Perwakilan AMPB itu menyebut kedatangan mereka juga bertujuan melaksanakan salat di Masjid Al-Munawwaroh yang berada di kompleks kediaman keluarga Gus Dur, Jakarta Selatan.
Dalam video itu, Supriyono juga menyampaikan terima kasih kepada kelompok ojol serta masyarakat Jakarta dan daerah lain yang telah mengantarnya ke kompleks kediaman keluarga Gus Dur.
Ia kemudian menyerukan agar semangat perlawanan masyarakat Pati dan Jakarta terhadap apa yang disebutnya sebagai kezaliman dan ketidakadilan menyebar ke seluruh Indonesia.
"Semoga persatuan ini, semoga semangat perlawanan rakyat Pati dan rakyat Jakarta melawan kezaliman, ketidakadilan yang dilakukan penguasa menyebar ke seluruh negeri," ujar Supriyono.
Katadata mencoba mengonfirmasi kabar dari video tersebut kepada dua putri Gus Dur, yakni Yenny Wahid dan Alissa Wahid. Hingga berita ini ditulis, keduanya belum memberikan respons.
Hubungan massa aksi Pati dengan keluarga Gus Dur sudah pernah terjalin. Pada 5 Maret 2026, putri Gus Dur, Inayah Wahid, hadir dalam sidang vonis Supriyono dan Teguh Istiyanto di Pengadilan Negeri Pati. Inayah menyatakan hadir mewakili keluarga Gus Dur untuk menemani masyarakat Pati.
Rekening Rp 80,9 Juta Diblokir
Munculnya video tersebut terjadi setelah polemik rekening Supriyono mencuat. Supriyono sebelumnya mengungkap rekening Bank Mandiri miliknya yang berisi dana pribadi sekaligus donasi masyarakat sekitar Rp 80,9 juta tidak dapat digunakan.

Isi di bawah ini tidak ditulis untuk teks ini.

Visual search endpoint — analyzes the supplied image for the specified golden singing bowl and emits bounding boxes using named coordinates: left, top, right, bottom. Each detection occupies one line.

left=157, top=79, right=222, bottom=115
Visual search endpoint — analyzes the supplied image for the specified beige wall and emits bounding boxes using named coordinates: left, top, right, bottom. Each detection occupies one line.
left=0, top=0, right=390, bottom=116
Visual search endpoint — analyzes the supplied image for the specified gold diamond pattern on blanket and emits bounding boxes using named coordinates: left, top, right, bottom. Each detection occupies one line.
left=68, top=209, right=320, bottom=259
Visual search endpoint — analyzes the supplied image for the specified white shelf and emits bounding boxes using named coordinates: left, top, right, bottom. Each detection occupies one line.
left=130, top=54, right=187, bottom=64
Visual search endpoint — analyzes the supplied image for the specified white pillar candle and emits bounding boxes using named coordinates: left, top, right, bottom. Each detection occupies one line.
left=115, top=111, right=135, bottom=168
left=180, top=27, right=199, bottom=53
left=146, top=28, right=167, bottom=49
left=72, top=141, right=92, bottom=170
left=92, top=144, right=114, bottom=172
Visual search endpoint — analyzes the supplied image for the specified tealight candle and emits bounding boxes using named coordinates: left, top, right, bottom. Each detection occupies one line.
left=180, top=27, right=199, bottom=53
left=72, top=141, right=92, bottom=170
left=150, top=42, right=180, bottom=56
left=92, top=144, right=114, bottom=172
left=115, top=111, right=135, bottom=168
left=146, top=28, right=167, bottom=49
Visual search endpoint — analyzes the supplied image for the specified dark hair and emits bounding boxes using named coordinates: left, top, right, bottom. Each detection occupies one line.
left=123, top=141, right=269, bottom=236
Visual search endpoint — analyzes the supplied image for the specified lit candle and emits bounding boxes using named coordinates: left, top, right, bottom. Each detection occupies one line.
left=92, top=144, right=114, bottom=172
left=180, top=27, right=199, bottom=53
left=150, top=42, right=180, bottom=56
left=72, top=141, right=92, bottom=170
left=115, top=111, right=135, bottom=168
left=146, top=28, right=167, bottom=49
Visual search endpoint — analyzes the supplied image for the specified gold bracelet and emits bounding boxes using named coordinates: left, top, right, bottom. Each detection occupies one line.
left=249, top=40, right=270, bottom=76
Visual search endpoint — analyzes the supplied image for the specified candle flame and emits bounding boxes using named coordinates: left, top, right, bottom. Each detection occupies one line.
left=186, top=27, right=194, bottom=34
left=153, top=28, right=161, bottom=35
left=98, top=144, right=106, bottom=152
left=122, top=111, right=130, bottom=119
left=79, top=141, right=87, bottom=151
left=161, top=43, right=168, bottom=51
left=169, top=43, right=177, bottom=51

Botok mengungkapkan rencananya digunakan untuk kebutuhan operasional, akomodasi, dan logistik massa yang akan mengikuti aksi di Jakarta.
"Itu uang pribadi saya dan uang donasi teman-teman saya, cuma uang Rp 80 juta diblokir, uang koruptor ratusan miliar (rupiah, tidak diblokir), kan aneh," kata Botok, dikutip dalam YouTube Tribunnews, Senin (24/8).
PT Bank Mandiri (Persero) Tbk kemudian memberikan penjelasan terkait pemblokiran rekening yang berisi dana pribadi dan donasi aksi warga Pati, Jawa Tengah. Bank berkode saham BMRI itu menyebut pemblokiran sebagai tindak lanjut atas permintaan aparat penegak hukum.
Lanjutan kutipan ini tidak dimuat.